Se atribuye al emperador Diocleciano la sentencia de que “nada es tan difícil como gobernar bien”. En esta hora de España diríamos que nada es tan difícil como amnistiar bien. Obviamente, no puede haber una amnistía como la del 77 porque aquella estaba pensada para borrar los delitos cometidos contra un régimen dictatorial cuya única y dudosa legitimidad era haber ganado la guerra civil que quienes lo detentaban habían provocado. No sería una amnistía para decir a los amnistiados: ‘No habéis hecho nada’, sino justamente para todo lo contrario, para decirles: ‘Todo lo que habéis hecho puede ser perdonado y olvidado si existe el compromiso de restaurar la concordia y no volver a hacerlo’. La singularidad del conflicto catalán es que en él todos somos perdedores, tanto quienes creen estar ganando como quienes temen haber perdido.

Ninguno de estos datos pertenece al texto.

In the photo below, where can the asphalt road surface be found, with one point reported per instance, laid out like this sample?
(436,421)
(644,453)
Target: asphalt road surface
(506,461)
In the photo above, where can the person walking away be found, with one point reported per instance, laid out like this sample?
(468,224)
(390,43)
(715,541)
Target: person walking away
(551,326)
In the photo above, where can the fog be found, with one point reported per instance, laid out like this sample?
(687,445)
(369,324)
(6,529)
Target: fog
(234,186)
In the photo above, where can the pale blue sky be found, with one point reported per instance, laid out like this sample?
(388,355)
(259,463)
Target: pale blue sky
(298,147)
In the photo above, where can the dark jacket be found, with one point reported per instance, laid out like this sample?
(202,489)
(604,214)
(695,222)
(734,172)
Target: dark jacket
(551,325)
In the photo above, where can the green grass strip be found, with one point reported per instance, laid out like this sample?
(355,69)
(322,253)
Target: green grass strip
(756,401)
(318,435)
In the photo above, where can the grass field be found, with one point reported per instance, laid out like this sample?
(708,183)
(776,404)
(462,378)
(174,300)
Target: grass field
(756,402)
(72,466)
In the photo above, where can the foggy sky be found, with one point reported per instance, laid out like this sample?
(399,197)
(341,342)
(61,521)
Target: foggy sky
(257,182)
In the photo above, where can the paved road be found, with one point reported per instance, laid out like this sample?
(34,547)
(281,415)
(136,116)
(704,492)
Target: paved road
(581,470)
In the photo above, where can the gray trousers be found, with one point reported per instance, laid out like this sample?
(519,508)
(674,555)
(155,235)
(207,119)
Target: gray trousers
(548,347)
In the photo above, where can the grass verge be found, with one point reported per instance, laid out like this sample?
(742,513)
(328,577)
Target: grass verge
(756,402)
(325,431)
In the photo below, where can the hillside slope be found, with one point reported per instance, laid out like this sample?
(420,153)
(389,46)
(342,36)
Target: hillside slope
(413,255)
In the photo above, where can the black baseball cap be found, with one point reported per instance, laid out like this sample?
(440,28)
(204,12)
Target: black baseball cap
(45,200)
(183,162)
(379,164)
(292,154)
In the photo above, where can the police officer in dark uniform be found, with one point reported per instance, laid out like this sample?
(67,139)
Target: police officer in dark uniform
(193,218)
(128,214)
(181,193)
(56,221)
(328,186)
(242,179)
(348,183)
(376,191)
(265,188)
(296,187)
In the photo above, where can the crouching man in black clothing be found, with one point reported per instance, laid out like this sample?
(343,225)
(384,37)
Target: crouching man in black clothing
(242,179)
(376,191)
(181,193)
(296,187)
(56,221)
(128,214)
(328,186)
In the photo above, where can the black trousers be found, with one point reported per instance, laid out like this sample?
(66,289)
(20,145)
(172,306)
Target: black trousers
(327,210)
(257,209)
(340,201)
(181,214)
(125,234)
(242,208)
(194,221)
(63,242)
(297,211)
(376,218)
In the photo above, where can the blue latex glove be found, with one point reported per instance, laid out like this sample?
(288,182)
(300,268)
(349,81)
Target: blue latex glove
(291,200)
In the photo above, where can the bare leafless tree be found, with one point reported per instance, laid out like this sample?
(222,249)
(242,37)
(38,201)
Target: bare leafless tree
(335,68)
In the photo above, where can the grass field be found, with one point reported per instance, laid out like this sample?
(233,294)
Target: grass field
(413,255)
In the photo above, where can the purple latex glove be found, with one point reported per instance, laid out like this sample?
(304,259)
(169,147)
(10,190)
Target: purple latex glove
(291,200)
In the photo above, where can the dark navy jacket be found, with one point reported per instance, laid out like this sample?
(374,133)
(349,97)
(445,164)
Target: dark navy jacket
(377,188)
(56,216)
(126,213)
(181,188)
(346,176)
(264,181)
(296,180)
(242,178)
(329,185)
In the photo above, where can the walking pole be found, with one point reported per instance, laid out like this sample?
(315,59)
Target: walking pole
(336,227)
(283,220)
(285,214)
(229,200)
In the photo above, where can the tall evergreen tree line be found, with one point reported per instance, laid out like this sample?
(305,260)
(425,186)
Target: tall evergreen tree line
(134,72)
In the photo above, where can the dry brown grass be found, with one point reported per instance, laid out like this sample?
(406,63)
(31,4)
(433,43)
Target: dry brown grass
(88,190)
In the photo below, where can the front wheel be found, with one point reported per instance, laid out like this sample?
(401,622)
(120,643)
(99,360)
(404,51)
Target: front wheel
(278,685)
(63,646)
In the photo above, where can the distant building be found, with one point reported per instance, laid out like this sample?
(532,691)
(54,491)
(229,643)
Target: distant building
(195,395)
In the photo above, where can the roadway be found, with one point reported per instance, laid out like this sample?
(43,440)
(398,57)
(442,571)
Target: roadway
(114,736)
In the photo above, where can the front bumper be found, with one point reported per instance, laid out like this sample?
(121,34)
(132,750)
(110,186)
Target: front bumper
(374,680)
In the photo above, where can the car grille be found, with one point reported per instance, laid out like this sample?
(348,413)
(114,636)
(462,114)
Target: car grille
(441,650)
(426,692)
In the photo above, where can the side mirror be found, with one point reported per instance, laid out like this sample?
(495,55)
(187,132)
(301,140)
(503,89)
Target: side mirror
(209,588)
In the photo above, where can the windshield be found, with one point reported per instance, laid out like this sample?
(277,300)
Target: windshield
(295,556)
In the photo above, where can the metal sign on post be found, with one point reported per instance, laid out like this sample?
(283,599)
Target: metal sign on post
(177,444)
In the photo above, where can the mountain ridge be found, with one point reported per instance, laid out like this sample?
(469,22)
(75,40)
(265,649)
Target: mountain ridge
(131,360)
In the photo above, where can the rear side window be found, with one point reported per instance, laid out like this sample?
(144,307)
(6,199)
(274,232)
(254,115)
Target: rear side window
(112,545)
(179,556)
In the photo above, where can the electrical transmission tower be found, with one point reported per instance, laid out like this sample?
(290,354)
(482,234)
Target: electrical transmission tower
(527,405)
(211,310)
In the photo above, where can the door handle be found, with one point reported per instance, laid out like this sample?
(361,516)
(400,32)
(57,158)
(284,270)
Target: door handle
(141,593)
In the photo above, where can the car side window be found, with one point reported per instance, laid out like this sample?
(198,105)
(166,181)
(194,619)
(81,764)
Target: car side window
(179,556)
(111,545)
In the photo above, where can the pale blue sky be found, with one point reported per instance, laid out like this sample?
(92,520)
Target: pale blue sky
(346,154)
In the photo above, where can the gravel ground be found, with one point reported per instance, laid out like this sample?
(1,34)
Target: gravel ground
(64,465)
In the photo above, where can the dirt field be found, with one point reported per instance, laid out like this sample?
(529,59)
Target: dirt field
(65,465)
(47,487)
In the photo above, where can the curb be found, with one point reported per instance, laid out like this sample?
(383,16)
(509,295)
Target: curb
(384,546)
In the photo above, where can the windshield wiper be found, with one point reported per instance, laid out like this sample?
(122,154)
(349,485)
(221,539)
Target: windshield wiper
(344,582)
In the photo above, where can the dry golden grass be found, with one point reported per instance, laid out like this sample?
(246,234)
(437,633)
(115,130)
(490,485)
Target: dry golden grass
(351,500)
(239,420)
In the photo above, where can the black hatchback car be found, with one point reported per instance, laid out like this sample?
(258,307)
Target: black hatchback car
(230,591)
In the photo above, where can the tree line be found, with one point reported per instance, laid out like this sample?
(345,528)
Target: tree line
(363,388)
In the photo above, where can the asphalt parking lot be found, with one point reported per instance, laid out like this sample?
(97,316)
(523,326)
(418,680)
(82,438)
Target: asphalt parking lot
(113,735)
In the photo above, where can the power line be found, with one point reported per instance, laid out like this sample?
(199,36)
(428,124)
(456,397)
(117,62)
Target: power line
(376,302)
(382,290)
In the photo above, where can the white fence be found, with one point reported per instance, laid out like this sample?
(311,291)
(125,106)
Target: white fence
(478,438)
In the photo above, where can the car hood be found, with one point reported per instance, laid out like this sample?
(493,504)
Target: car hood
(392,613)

La idea de que una amnistía cancelaría la Transición desacreditándola sin remedio es sugerente pero poco realista. Dependerá de cómo se conciba, cómo se redacte, cómo se materialice y qué compromisos entrañe. Ni siquiera la del 77 canceló o desacreditó realmente el franquismo, como demuestra la presencia de Vox en el Congreso merced a sus tres millones de votantes procedentes en su inmensa mayoría del Partido Popular; de hecho, todavía hoy para una buena parte de los votantes del PP el franquismo no fue lo que la amnistía del 77 dice que fue, sino más bien una etapa histórica, como cualquier otra, con “sus cosas buenas y sus cosas malas”. Una amnistía borra los delitos, pero no la historia. El problema, en todo caso, no serían los más de 1.400 imputados del 'procés'; el problema sería, cómo no, Carles Puigdemont. Pura nitroglicerina.